We conclude that the trial court did not abuse its discretion. Moreover, we fail to see any evidence that prejudice occurred as the result of the exclusion, for there was other evidence which tended to prove the same facts as those set forth in the affidavits.
We also conclude that, in the entire context of the case and the instructions that underlay the verdict, special verdict questions were not erronous.
We accordingly conclude that State Farm was bound by an oral contract of insurance with limits of $250,000/$500,000, and that Aetna was bound in the same amount by the automobile policy sold to Bauer Buick and which afforded coverage to lessees of its vehicles. Each of these coverages is primary; and, hence, the loss is to be prorated. In respect to these primary coverages, the trial court was correct and the judgment is affirmed.
We conclude that the trial court erred in holding that excess coverage was offered by Aetna's "umbrella" coverage. The "umbrella" policy was inapplicable to a loss occasioned by automobile operations. The judgment in that respect must be reversed.
By the Court.Judgment affirmed in part and reversed in part consistent with this opinion; cause remanded for further proceedings.
DAY, J., took no part.NOTES
 Motion for rehearing denied, with costs, on March 15, 1977.

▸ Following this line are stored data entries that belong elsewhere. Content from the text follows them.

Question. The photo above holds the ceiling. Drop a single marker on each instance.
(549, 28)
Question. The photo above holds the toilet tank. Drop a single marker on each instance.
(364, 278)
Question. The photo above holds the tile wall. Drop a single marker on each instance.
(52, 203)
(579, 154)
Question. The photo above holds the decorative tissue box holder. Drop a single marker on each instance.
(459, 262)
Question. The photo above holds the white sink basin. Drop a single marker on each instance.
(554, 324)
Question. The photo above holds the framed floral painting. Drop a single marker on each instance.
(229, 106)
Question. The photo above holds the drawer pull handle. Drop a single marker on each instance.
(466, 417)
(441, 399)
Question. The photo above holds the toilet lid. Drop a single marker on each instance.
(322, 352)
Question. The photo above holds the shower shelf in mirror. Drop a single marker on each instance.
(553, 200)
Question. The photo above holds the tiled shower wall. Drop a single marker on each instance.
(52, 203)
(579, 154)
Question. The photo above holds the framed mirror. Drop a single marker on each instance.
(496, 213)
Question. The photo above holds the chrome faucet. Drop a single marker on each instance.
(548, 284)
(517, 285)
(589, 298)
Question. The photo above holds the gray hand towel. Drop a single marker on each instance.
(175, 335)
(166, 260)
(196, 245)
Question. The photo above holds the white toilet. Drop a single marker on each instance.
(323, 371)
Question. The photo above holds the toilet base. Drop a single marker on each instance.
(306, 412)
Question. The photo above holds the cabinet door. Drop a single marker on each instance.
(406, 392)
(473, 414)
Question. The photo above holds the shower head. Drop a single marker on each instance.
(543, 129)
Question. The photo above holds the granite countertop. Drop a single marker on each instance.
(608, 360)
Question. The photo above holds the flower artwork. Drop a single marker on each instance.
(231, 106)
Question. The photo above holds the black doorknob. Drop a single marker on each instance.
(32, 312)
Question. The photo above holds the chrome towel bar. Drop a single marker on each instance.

 The trial judge in the judgment stated that the policy in effect was the Exhibit 9 (the State Farm policy which afforded coverage in the amount of $100,000/$300,000, effective July 19, 1971). This finding of the trial judge is supported neither by the verdict nor the underlying facts. Clearly, the policy in effect was the oral insuring agreement of May 26, 1971. It would appear that this portion of the judgment resulted from an inadvertent and erroneous recitation of the jury's verdict.
 We do not hold that the insured is denied the benefits of the standard form. That question is not presented by the facts of this case. However, we do hold that an insurer cannot rely for its protection upon a standard form when the provisions relied upon are not made clear to the insured at the time of the oral contract.
 Sec. 8, page 7, of the Aetna policy provides that coverage of hired and non-owned automobiles is excess. However, these are defined as those not owned or hired by the named insured, Bauer Buick.
Thus, Aetna's argument that the excess provision for hired and non-owned vehicles applies misses the obvious. Sec. 8 pertains only to those vehicles not owned or hired by Bauer Buick.